Ronny Kohavi is a Microsoft Technical Fellow and Corporate Vice President, Analysis & Experimentation. He joined Microsoft in 2005 and founded the Experimentation Platform team in 2006.
In short, Ronny is the big kahuna of experimentation and I am very happy he took time to have this discussion with me.
Running experiments is done in different disciplines. Lately there is a lot of attention about A/B tests, or online randomized controlled experiments, in social networks and in search engines result pages for example.
In some engineering disciplines, experiments are also used, where experimenters often try to create a robust process, a process affected minimally by external sources of variability. This can be done either for new product design or formulation, manufacturing process development and process improvement.
What do you see as the biggest difference between these two types of experiments? What can we learn from each other?
Let’s look at a few attributes required for experimentation and compare them for the two families of experiments, which for simplicity I’ll refer to as “lab” experiments and “randomized” experiments.

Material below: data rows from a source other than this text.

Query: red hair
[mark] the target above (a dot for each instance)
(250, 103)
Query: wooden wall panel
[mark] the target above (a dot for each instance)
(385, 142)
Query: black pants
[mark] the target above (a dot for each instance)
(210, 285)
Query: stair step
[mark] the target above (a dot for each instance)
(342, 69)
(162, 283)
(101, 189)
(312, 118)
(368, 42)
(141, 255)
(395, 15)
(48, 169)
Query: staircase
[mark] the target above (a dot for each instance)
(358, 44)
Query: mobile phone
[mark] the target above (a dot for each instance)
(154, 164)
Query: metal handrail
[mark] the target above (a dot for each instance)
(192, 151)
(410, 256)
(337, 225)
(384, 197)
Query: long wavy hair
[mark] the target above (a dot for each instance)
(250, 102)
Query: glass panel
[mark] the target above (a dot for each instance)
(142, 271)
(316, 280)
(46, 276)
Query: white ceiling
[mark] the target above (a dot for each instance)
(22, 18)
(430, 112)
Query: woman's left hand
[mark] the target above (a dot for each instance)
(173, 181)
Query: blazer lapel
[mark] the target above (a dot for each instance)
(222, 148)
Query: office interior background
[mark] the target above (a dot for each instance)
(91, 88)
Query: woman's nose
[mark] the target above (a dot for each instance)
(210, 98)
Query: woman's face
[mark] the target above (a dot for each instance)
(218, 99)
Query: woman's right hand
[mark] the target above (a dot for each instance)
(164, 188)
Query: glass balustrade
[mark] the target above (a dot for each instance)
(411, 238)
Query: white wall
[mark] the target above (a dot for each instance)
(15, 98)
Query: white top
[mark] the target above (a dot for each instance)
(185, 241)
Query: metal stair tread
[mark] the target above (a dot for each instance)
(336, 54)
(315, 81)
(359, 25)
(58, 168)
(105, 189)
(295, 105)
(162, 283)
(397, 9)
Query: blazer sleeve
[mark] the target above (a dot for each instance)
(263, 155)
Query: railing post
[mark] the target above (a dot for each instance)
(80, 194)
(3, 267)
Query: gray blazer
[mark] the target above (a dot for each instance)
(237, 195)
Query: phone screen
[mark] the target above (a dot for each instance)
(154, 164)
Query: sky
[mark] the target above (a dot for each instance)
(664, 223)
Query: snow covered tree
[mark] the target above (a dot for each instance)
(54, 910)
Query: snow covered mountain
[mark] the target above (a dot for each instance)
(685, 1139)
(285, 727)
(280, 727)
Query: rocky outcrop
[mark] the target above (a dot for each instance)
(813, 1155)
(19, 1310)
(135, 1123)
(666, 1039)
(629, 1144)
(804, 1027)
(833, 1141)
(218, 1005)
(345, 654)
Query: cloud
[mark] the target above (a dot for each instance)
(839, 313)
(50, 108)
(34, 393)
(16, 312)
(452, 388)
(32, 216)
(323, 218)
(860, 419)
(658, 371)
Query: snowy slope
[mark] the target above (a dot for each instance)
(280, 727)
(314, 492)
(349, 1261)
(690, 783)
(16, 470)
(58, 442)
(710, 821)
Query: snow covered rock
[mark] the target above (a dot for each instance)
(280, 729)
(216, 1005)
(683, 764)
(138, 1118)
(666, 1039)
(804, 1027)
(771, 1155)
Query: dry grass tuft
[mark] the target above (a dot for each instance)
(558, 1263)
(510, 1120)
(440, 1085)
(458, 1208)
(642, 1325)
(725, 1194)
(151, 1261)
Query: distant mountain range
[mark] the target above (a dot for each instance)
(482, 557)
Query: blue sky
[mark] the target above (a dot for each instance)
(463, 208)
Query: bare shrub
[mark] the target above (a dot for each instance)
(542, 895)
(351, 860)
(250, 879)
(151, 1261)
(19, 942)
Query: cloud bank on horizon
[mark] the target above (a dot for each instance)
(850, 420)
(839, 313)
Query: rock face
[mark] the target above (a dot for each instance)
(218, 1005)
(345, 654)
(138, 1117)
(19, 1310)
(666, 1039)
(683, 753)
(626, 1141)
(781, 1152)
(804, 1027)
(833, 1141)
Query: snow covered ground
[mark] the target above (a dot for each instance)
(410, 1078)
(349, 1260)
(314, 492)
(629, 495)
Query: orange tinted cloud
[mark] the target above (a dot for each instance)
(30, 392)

The dependent variable of interest
This is the phenomenon we are trying to understand. In physics, we may be interested in determining a constant, like the speed of light, or the relationship between factors in Ohm’s law. In online randomized experiments, the dependent variable is often driven by the business, and may be something like Sessions/user (the northstar metric for Bing, as noted in Trustworthy Online Controlled Experiments: Five Puzzling Outcomes Explained). We often refer to the dependent variable as the Overall Evaluation Criterion (OEC) to highlight that it may be a combination of multiple factors (e.g., Session/user is one factor, but revenue is another).
Repeatability is critical for establishing causality in both lab and randomized experiments
In Robert Frost’s “The Road Not Taken,” he wrote:
Two roads diverged in a wood, and I —
I took the one less traveled by,
and that has made all the difference
But that statement is causal and cannot really be known. Being a single person, he can’t be sure, as pointed out by Angrist and Pischke in Mastering ‘Metrics: The Path from Cause to Effect.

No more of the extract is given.